0

I'm just beginning to learn about encoding issues, and I've learned just enough to know that it's far more complicated (on Windows, at least) than I had imagined, and that I have a lot more to learn.

I have an xml document that I believe is encoded with UTF-8. I'm using a VB.net app to transform the xml with (XslCompiledTransform and XmlTextWriter) into a column-specific text file. Some characters in the xml are coming out bad in the output text file. Example: an em-dash (—) is being turned into three characters "—". When that happens the columns in the file are thrown off.

As I understand it, an em-dash is not even a "Unicode character". I wouldn't expect to have issues with it. But, I can make the problem come and go by changing the encoding specified in the VB.net app.

If I use this, the em-dash is preserved:

Using writer = New XmlTextWriter(strOutputPath, New UTF8Encoding(True))

If I use this, the em-dash is corrupted into "—":

Using writer = New XmlTextWriter(strOutputPath, New UTF8Encoding(False))

The True/False simply tells VB whether to write the BOM at the beginning of the file. As I understand it, the BOM is neither necessary nor recommended for UTF-8. So, my preference is False - but then I get the weird characters.

I have several questions:

  1. How can I be certain that the xml file is UTF-8? Is there a Windows tool that can tell me that?

  2. How can I be certain that the transformed file is actually bad? Could it be that the real problem is the editor I'm using to look at it? Both EmEditor and UltraEdit show the same thing.

  3. I've tried using the XVI32 hex editor to look at the file. I want to know what is actually written to disk, rather than what some GUI program is displaying to me. But, even on a file that looks good in EmEditor, XVI32 shows me the bad characters. Could it be that XVI32 just doesn't understand non-ASCII characters?

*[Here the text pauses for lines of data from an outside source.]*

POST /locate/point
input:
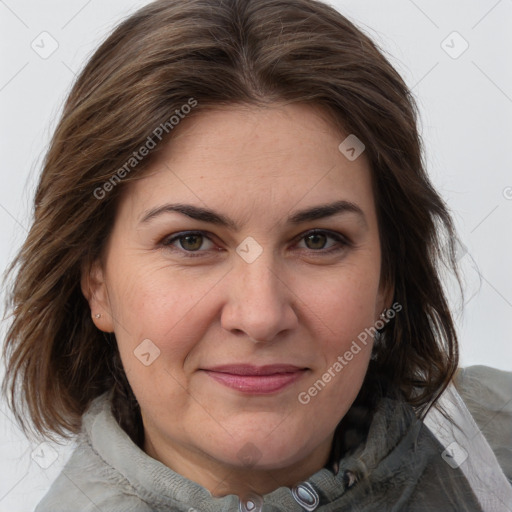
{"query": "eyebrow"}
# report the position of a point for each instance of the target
(212, 217)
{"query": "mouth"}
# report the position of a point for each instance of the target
(256, 379)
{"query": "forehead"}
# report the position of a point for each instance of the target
(238, 156)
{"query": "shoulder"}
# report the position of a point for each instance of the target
(88, 483)
(487, 393)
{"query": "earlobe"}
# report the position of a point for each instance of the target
(95, 291)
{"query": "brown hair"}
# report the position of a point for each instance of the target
(257, 52)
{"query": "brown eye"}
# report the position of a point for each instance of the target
(188, 242)
(324, 242)
(191, 242)
(315, 240)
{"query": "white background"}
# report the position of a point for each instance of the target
(466, 111)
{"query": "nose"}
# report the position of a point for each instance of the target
(261, 303)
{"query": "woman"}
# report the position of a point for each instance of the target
(231, 287)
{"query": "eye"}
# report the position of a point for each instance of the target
(316, 241)
(190, 241)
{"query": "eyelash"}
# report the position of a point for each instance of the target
(340, 239)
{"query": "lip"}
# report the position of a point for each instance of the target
(256, 379)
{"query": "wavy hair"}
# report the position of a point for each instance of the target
(255, 52)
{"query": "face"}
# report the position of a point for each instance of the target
(232, 289)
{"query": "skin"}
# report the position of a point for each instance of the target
(296, 303)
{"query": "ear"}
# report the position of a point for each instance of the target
(384, 299)
(95, 291)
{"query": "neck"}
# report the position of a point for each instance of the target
(222, 479)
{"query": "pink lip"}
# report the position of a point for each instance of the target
(256, 379)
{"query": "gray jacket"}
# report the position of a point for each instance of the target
(401, 465)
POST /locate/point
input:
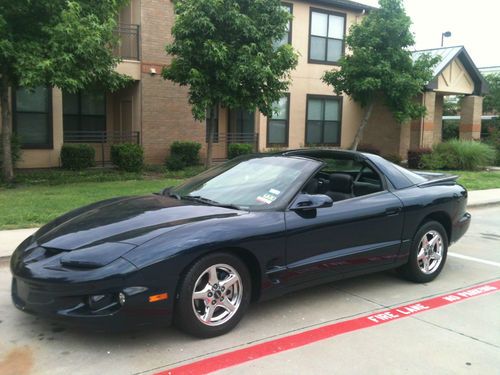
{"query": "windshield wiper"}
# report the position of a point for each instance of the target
(200, 199)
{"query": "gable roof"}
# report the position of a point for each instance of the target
(447, 54)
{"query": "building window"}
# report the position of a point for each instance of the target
(277, 125)
(32, 110)
(287, 38)
(326, 36)
(216, 128)
(84, 116)
(324, 115)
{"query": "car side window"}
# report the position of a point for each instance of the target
(342, 179)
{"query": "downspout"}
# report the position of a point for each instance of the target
(422, 123)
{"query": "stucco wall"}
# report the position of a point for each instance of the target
(306, 79)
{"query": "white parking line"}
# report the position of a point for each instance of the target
(478, 260)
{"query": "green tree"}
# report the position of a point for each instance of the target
(61, 43)
(225, 52)
(379, 64)
(491, 103)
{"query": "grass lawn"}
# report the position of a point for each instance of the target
(477, 180)
(33, 206)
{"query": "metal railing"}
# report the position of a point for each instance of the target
(101, 139)
(98, 136)
(129, 41)
(249, 138)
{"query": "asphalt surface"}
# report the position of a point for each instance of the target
(460, 338)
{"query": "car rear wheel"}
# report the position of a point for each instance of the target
(428, 253)
(214, 295)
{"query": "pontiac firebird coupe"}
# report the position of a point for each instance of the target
(253, 228)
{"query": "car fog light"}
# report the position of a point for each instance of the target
(96, 298)
(99, 301)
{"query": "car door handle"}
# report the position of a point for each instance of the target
(392, 210)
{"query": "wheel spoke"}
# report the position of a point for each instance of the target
(217, 294)
(202, 294)
(209, 313)
(226, 304)
(212, 276)
(425, 241)
(421, 254)
(433, 241)
(436, 256)
(426, 264)
(229, 281)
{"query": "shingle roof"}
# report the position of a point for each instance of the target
(447, 54)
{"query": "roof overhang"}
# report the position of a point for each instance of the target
(344, 4)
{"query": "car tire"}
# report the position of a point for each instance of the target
(428, 253)
(213, 295)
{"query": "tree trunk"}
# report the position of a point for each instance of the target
(364, 122)
(7, 168)
(211, 128)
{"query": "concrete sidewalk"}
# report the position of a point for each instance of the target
(9, 239)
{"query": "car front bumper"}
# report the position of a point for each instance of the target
(71, 305)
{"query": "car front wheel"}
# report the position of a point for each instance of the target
(428, 253)
(214, 295)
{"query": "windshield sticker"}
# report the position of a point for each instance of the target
(266, 198)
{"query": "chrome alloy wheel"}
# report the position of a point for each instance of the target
(430, 252)
(217, 294)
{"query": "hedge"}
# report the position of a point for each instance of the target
(128, 157)
(77, 157)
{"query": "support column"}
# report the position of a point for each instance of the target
(438, 119)
(422, 130)
(470, 117)
(428, 121)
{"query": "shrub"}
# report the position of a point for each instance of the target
(15, 150)
(187, 152)
(415, 156)
(128, 157)
(393, 158)
(371, 149)
(238, 149)
(493, 140)
(461, 155)
(175, 163)
(77, 157)
(451, 130)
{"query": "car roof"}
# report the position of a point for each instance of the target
(396, 177)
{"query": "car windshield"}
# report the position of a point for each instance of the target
(249, 183)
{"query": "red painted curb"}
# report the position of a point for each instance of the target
(222, 361)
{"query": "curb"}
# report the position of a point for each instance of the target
(484, 205)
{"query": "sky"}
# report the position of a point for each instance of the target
(473, 24)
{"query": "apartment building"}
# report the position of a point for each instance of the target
(155, 112)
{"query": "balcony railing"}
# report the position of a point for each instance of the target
(129, 41)
(98, 136)
(249, 138)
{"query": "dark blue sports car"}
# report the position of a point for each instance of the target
(253, 228)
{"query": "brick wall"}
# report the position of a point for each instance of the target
(166, 113)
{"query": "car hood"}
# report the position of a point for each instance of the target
(131, 220)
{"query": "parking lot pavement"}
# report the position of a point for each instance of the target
(462, 337)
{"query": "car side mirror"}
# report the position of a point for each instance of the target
(309, 202)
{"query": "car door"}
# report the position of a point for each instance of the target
(352, 235)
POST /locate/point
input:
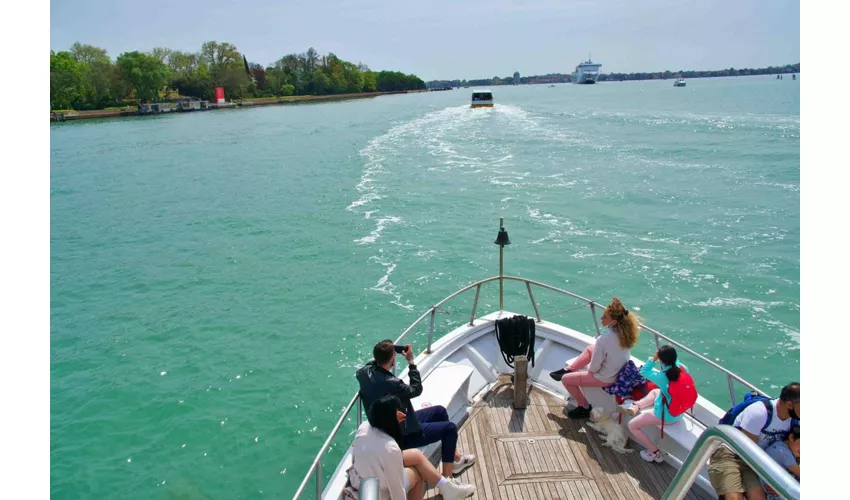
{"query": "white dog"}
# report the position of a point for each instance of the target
(615, 436)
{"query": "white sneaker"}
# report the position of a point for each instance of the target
(454, 489)
(466, 461)
(652, 456)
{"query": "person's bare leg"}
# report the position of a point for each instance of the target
(416, 484)
(756, 493)
(417, 460)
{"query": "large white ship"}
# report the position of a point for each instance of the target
(586, 72)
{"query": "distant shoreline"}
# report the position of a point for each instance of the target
(65, 116)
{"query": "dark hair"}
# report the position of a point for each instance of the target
(382, 416)
(790, 392)
(383, 352)
(795, 431)
(668, 356)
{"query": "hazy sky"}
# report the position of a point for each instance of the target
(440, 39)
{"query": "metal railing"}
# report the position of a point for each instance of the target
(369, 489)
(768, 469)
(431, 312)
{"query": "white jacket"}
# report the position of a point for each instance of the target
(376, 454)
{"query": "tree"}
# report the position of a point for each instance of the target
(88, 54)
(161, 53)
(66, 81)
(218, 55)
(370, 83)
(259, 75)
(319, 83)
(182, 63)
(144, 72)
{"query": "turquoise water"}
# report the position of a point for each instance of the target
(216, 278)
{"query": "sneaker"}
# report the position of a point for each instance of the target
(558, 374)
(455, 489)
(652, 456)
(466, 461)
(579, 412)
(629, 411)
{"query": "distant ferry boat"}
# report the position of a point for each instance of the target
(482, 99)
(586, 72)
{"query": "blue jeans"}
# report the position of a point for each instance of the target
(436, 426)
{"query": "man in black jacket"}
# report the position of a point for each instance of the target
(420, 428)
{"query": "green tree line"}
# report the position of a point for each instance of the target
(658, 75)
(85, 77)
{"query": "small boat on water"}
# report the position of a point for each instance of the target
(586, 73)
(482, 99)
(525, 445)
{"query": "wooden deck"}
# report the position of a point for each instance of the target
(539, 453)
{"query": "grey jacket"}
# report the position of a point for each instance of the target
(375, 383)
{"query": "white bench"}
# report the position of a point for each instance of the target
(447, 386)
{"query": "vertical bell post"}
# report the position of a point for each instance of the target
(502, 239)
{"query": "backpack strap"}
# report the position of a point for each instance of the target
(768, 404)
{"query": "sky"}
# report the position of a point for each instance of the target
(460, 39)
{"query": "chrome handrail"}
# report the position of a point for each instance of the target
(369, 488)
(431, 312)
(768, 469)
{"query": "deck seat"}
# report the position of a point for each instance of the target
(447, 386)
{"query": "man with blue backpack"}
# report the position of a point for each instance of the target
(763, 420)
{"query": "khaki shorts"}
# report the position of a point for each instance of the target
(729, 474)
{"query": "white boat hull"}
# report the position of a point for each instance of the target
(476, 348)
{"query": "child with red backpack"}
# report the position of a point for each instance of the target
(675, 395)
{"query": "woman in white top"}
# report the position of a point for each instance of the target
(401, 474)
(603, 359)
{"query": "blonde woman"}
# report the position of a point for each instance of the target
(603, 359)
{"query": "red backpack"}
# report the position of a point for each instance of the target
(683, 397)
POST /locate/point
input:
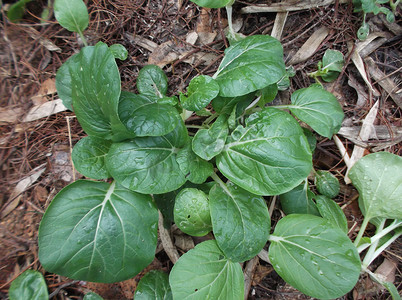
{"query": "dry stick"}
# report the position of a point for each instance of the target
(167, 241)
(248, 275)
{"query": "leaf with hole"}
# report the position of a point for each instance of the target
(313, 256)
(319, 109)
(378, 178)
(205, 273)
(249, 65)
(100, 232)
(240, 221)
(269, 156)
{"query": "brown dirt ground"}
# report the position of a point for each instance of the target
(28, 60)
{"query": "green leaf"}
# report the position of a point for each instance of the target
(331, 211)
(63, 80)
(200, 92)
(319, 109)
(144, 116)
(100, 232)
(153, 286)
(223, 105)
(152, 82)
(92, 296)
(148, 164)
(119, 51)
(193, 167)
(249, 65)
(95, 82)
(29, 285)
(17, 10)
(191, 212)
(240, 221)
(313, 256)
(270, 156)
(204, 273)
(71, 14)
(299, 201)
(327, 184)
(208, 143)
(378, 178)
(89, 157)
(212, 3)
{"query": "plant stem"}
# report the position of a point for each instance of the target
(361, 231)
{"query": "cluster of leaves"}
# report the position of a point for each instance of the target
(107, 232)
(375, 7)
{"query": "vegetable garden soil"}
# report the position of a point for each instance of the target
(185, 41)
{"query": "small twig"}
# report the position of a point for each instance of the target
(248, 275)
(167, 243)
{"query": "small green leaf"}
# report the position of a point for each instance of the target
(313, 256)
(269, 156)
(331, 211)
(144, 116)
(119, 51)
(100, 232)
(319, 109)
(212, 3)
(193, 167)
(249, 65)
(327, 184)
(154, 286)
(92, 296)
(204, 273)
(378, 178)
(29, 285)
(200, 92)
(71, 14)
(240, 221)
(299, 201)
(208, 143)
(89, 157)
(148, 164)
(17, 10)
(191, 212)
(152, 82)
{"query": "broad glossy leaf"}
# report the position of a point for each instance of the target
(92, 296)
(95, 82)
(154, 286)
(204, 273)
(327, 184)
(200, 92)
(71, 14)
(29, 285)
(193, 167)
(119, 51)
(152, 82)
(378, 178)
(63, 80)
(145, 116)
(208, 143)
(212, 3)
(313, 256)
(148, 164)
(270, 156)
(191, 212)
(240, 221)
(299, 201)
(89, 157)
(100, 232)
(319, 109)
(223, 105)
(331, 211)
(249, 65)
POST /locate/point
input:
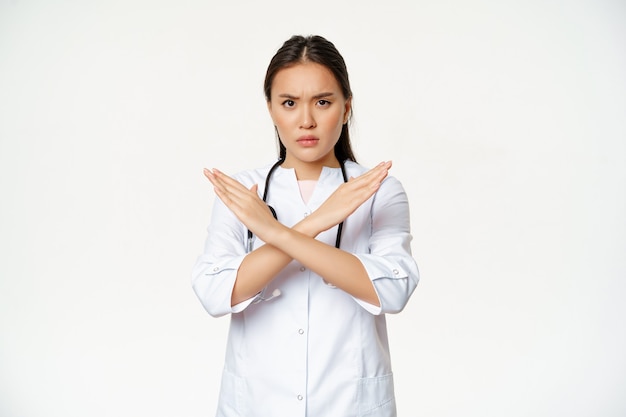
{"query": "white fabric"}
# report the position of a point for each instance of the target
(306, 189)
(314, 350)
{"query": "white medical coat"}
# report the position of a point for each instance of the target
(314, 350)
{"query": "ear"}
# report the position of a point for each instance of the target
(347, 110)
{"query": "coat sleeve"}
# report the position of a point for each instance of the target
(389, 263)
(215, 271)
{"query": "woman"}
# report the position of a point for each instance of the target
(308, 290)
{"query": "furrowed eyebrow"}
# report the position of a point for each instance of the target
(323, 95)
(316, 97)
(285, 95)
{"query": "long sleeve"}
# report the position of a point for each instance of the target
(389, 262)
(215, 271)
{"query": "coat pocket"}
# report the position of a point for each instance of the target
(376, 397)
(231, 400)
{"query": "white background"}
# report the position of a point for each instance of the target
(506, 122)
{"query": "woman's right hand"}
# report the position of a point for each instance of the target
(348, 197)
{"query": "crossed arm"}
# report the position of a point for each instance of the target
(283, 244)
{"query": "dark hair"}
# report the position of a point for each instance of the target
(300, 49)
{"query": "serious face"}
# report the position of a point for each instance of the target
(308, 110)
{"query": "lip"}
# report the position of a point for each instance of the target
(308, 140)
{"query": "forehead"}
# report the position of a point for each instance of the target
(303, 79)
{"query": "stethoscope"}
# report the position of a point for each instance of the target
(277, 292)
(266, 191)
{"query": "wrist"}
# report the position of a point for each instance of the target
(308, 226)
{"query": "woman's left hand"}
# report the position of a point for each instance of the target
(244, 203)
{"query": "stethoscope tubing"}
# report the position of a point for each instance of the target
(266, 191)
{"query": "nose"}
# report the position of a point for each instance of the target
(307, 120)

What Windows hex editor would you recommend for this purpose?

The XML file is 650 MB, and the final text file is 380 MB - so that limits the list of useful tools somewhat.

Bruce Bacher
  • 165
  • 3
  • 5
  • 1
    Which encoding do you want for the text file XslCompiledTransform creates as the transformation result? How do you look at the text file, which application do you use? It sounds it recognizes the UTF-8 BOM and reads the file decoding it as UTF-8 but when you don't have the BOM it uses a different, probably 8 bit encoding like Windows-1252. So you either have to make sure you output the BOM or you have to change the code or application reading the text file to default to UTF-8. – Martin Honnen Dec 11 '13 at 21:01
  • @MartinHonnen I would like the text file encoded as UTF-8, if possible. I am using both EmEditor and UltraEdit to look at the file. So, you think the file is actually UTF-8? I will investigate whether EmEditor or UltraEdit have a way to force the encoding when a file is opened. Thanks. – Bruce Bacher Dec 11 '13 at 21:47
  • 1
    I think you get an UTF-8 encoded text file, yes, but then your editor uses an 8 bit encoding like a Windows code page or ISO-8859-x to decode the file. If there is no BOM an editor can't know a file is UTF-8 encoded and you have to tell the editor you want to read as UTF-8. – Martin Honnen Dec 11 '13 at 21:52

2 Answers2

1

You say 'As I understand it, an em-dash is not even a "Unicode character".' What do you mean by that? The Unicode character set definitely contains a code for em dash: 2014 hex. In the UTF-8 encoding, it will be 3 bytes: E2, 80, 94.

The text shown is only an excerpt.